We try to avoid labeling kids as unmotivated or as choosing to behave this kind of way. We believe kids want to do well, and will do well, if they have the skills to do well. So we focus on addressing those underlying skill deficits and any psychiatric issues they have. These kids have long histories of facing traditional consequences and discipline – getting suspended or expelled or spending lots of time in detention. That’s not solving their problems. We focus on the root of the issue.
What alternatives do you use to traditional disciplinary methods?
Monica: In instances where a student is cursing, or strikes out to hit someone, or elopes from a classroom, we approach that as a learning opportunity and have the child ‘rewind’ that behavior. So they need to go back and do it the right way, without having a long list of consequences. We use a lot of humor. You leverage your relationships. We spend a lot of time helping kids get comfortable with us. We are also not barking orders at kids. Most of our kids, if not all, have had significant exposure to traumatic events. We know their lives have been out of control in some kind of way and they have a huge need for control. If we become controlling, authoritarian adults, they will just push back against that as a symptom of their experiences. We try to avoid power struggles.

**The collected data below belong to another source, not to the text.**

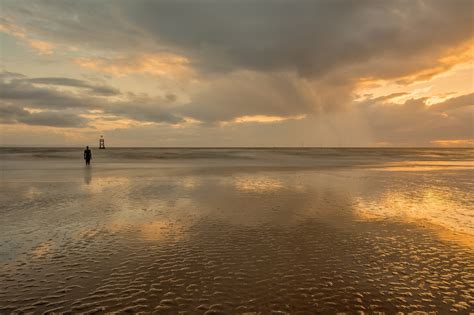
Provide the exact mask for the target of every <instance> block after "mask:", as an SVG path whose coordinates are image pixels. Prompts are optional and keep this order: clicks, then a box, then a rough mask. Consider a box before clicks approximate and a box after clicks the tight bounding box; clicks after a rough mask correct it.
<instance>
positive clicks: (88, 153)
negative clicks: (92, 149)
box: [84, 146, 92, 165]
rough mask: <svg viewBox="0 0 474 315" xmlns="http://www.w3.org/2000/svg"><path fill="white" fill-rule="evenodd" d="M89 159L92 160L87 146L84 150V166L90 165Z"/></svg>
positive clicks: (91, 154) (88, 146) (91, 156)
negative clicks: (85, 165)
mask: <svg viewBox="0 0 474 315" xmlns="http://www.w3.org/2000/svg"><path fill="white" fill-rule="evenodd" d="M91 159H92V152H91V150H90V149H89V146H87V147H86V149H85V150H84V160H86V165H90V164H91Z"/></svg>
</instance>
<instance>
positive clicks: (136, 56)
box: [73, 53, 195, 77]
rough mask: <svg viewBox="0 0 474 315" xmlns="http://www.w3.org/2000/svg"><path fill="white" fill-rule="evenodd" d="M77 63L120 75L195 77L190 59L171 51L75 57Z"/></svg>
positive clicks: (96, 68)
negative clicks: (180, 76)
mask: <svg viewBox="0 0 474 315" xmlns="http://www.w3.org/2000/svg"><path fill="white" fill-rule="evenodd" d="M73 61H74V62H75V63H76V64H78V65H80V66H81V67H84V68H89V69H92V70H95V71H101V72H105V73H110V74H114V75H118V76H124V75H127V74H131V73H148V74H152V75H159V76H184V77H193V76H194V75H195V74H194V70H193V69H192V68H191V67H190V65H189V63H190V61H189V60H188V59H187V58H186V57H183V56H179V55H176V54H170V53H155V54H142V55H131V56H125V57H116V58H75V59H74V60H73Z"/></svg>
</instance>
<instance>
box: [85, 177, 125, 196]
mask: <svg viewBox="0 0 474 315" xmlns="http://www.w3.org/2000/svg"><path fill="white" fill-rule="evenodd" d="M87 174H88V173H85V175H84V185H83V186H82V187H83V189H84V190H86V191H88V192H90V193H93V194H97V193H101V192H103V191H104V189H108V188H111V187H118V186H129V185H130V179H129V178H127V177H125V176H109V177H96V178H94V179H92V176H90V178H89V175H87Z"/></svg>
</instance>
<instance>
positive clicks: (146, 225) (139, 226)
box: [138, 220, 183, 241]
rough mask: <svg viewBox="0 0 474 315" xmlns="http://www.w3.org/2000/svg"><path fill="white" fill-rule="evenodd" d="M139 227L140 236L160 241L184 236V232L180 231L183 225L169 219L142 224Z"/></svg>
mask: <svg viewBox="0 0 474 315" xmlns="http://www.w3.org/2000/svg"><path fill="white" fill-rule="evenodd" d="M138 229H139V235H140V237H141V238H142V239H145V240H153V241H160V240H164V239H170V238H171V239H173V240H177V239H181V238H182V237H183V234H181V233H179V232H180V231H181V230H182V229H183V225H182V224H178V223H176V222H172V221H169V220H159V221H154V222H151V223H145V224H141V225H139V226H138Z"/></svg>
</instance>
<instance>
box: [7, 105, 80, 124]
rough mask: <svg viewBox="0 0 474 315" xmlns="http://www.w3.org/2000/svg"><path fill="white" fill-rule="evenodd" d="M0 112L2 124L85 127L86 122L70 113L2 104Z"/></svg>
mask: <svg viewBox="0 0 474 315" xmlns="http://www.w3.org/2000/svg"><path fill="white" fill-rule="evenodd" d="M0 114H1V118H0V122H1V123H3V124H14V123H22V124H27V125H35V126H49V127H67V128H78V127H85V126H86V125H87V123H88V120H87V119H85V118H83V117H80V116H79V115H75V114H72V113H64V112H57V111H41V112H30V111H27V110H25V109H23V108H20V107H17V106H12V105H6V106H4V105H2V107H1V108H0Z"/></svg>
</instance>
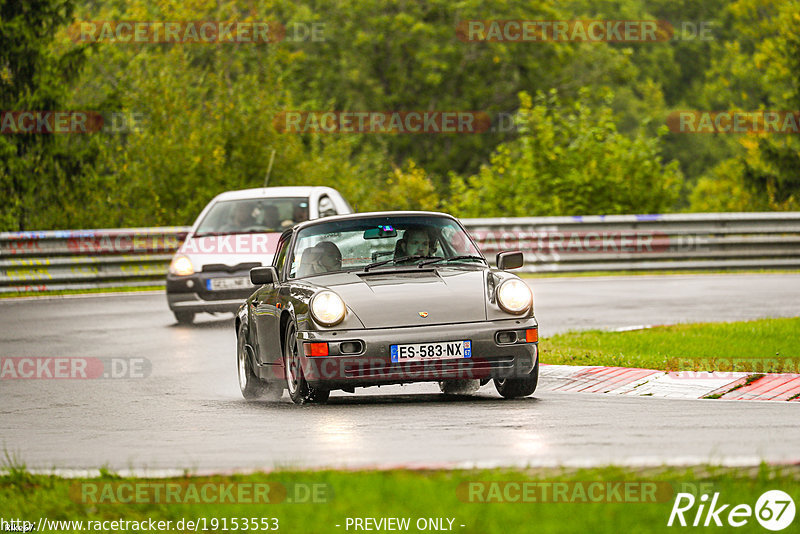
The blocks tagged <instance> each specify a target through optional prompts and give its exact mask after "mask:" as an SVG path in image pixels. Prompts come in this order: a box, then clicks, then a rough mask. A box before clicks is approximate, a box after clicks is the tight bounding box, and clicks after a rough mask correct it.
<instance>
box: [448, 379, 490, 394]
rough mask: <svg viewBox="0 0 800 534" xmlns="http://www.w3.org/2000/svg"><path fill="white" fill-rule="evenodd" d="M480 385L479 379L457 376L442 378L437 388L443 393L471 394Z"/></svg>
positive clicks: (472, 392) (479, 386) (480, 383)
mask: <svg viewBox="0 0 800 534" xmlns="http://www.w3.org/2000/svg"><path fill="white" fill-rule="evenodd" d="M480 387H481V381H480V380H479V379H477V378H475V379H472V378H459V379H456V380H442V381H441V382H439V389H440V390H442V393H444V394H445V395H472V394H473V393H476V392H477V391H478V390H479V389H480Z"/></svg>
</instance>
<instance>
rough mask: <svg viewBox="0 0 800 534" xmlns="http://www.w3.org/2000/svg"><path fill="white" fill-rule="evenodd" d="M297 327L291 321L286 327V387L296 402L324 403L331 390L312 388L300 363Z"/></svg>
mask: <svg viewBox="0 0 800 534" xmlns="http://www.w3.org/2000/svg"><path fill="white" fill-rule="evenodd" d="M296 332H297V327H295V325H294V323H293V322H290V323H289V325H288V326H287V327H286V335H285V337H284V338H283V339H284V344H283V346H284V350H283V363H284V368H285V371H286V389H287V390H288V391H289V398H291V399H292V402H294V403H295V404H307V403H308V404H313V403H324V402H327V401H328V397H330V394H331V392H330V391H329V390H327V389H318V388H312V387H311V386H309V385H308V382H306V379H305V376H303V367H302V365H300V351H299V349H298V346H297V340H296V339H295V334H296Z"/></svg>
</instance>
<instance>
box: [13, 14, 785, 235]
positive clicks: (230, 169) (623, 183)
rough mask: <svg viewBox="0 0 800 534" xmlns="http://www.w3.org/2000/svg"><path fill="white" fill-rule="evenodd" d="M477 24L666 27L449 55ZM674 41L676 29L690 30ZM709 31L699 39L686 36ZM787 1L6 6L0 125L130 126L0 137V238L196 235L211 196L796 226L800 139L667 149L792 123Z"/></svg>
mask: <svg viewBox="0 0 800 534" xmlns="http://www.w3.org/2000/svg"><path fill="white" fill-rule="evenodd" d="M469 19H526V20H554V19H566V20H570V19H613V20H619V19H637V20H642V19H659V20H667V21H669V22H670V23H672V25H673V26H674V28H675V36H674V38H673V39H672V40H670V41H667V42H656V43H566V42H524V43H513V42H512V43H498V42H495V43H491V42H480V43H475V42H472V43H470V42H463V41H461V40H459V39H458V37H457V34H456V31H455V29H456V26H457V24H458V23H459V21H463V20H469ZM81 20H83V21H87V20H88V21H112V20H128V21H201V20H222V21H277V22H280V23H281V24H284V25H291V24H292V23H295V22H297V23H302V24H311V23H320V24H321V27H322V28H323V33H322V35H323V37H324V40H323V41H310V40H307V41H301V42H295V41H290V40H286V41H283V42H280V43H267V44H253V43H236V44H231V43H220V44H213V45H208V44H160V43H150V44H142V43H138V44H131V43H108V42H104V43H90V44H85V43H84V44H76V43H75V42H73V41H72V40H70V38H69V33H68V27H69V25H70V24H71V23H72V22H74V21H81ZM684 23H688V24H684ZM701 27H705V28H708V30H707V32H708V33H707V34H706V35H705V36H704V38H702V37H701V35H700V34H696V33H697V32H695V31H694V29H700V28H701ZM798 27H800V0H703V1H702V2H701V1H697V0H618V1H602V0H601V1H597V0H576V1H561V2H539V3H531V2H529V1H513V0H459V1H453V0H427V1H417V2H414V1H409V0H406V1H400V0H380V1H378V0H340V1H336V2H334V1H320V2H317V1H313V0H267V1H263V2H255V1H239V2H234V1H228V0H186V1H184V0H130V1H126V2H123V1H118V0H83V1H64V0H27V1H25V2H20V1H19V0H0V110H64V109H71V110H95V111H100V112H103V113H110V112H122V113H127V114H138V116H140V117H144V120H142V121H141V122H140V123H139V124H138V127H137V129H136V130H135V131H128V132H118V133H98V134H91V135H20V134H14V135H0V195H2V202H1V203H0V230H30V229H58V228H100V227H131V226H160V225H184V224H190V223H191V222H192V221H193V219H194V218H195V217H196V216H197V214H198V213H199V211H200V210H201V208H202V207H203V206H204V205H205V204H206V203H207V202H208V201H209V200H210V199H211V198H212V197H213V196H214V195H216V194H218V193H219V192H221V191H224V190H229V189H240V188H247V187H258V186H261V185H262V184H263V182H264V177H265V175H266V170H267V166H268V163H269V159H270V154H271V153H272V151H273V150H274V151H275V154H276V157H275V163H274V167H273V169H272V173H271V177H270V183H269V185H329V186H332V187H335V188H337V189H339V190H340V191H342V193H343V194H344V195H345V196H346V197H347V198H348V199H349V200H350V202H351V204H353V205H354V206H355V207H356V208H357V209H359V210H362V211H365V210H373V209H375V210H377V209H395V208H399V209H441V210H447V211H451V212H453V213H454V214H455V215H458V216H464V217H470V216H484V217H490V216H533V215H575V214H614V213H656V212H659V213H666V212H676V211H703V212H706V211H761V210H796V209H800V136H798V135H796V134H794V135H792V134H738V135H725V134H695V135H692V134H676V133H670V132H669V131H668V130H667V128H666V118H667V116H668V115H669V114H670V113H671V112H672V111H675V110H693V109H697V110H711V111H721V110H747V111H750V110H783V111H786V110H790V111H791V110H794V111H796V110H800V32H798V31H797V28H798ZM285 110H344V111H365V110H376V111H395V110H397V111H400V110H442V111H452V110H471V111H486V112H488V113H489V114H490V115H491V116H493V117H497V116H499V114H507V115H502V116H506V117H510V116H513V117H514V123H515V125H516V128H513V129H506V128H499V129H496V130H494V131H490V132H486V133H480V134H447V135H443V134H409V135H402V134H400V135H390V134H289V133H279V132H277V131H276V129H275V127H274V125H273V119H274V117H275V116H276V114H278V113H279V112H281V111H285Z"/></svg>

Elizabeth: We are a non-punitive, highly trauma-informed environment. Our goal with our kids is to build the skills for them to be successful in a less restrictive typical school setting. Counselors and teachers integrate mental health services into the curriculum through the day, interjecting individual counseling, group therapy and recreation-based therapy in between blocks of academic work.
Are there plans for expanding the program?
Elizabeth: Yes. Currently, we run a single program. Students spend 50% of the day on academics and 50% on a variety of therapeutic pursuits including counseling and enrichment. But for about half of our kids, the focus really just needs to be mental wellness first. They need a more therapeutically or clinically intensive program. So next year (the 2017-18 school year) we will be launching a therapeutic day program, modeled after partial hospital or intensive outpatient programs found in other states, to support those children.
What does success look like for your students?
Monica: It’s when they graduate our program. I remember the first child to go back to his school. He started our program when he was 7. Now he is 8. He came here very angry, very depressed, withdrawn but also acting out his depression through behavior problems. He just took to the program so well. He just blossomed. He had made huge gains academically. He was bright and happy and acting like a child again, having fun, being playful, excited to return to his home school. There are these moments that remind you why it is so worth it.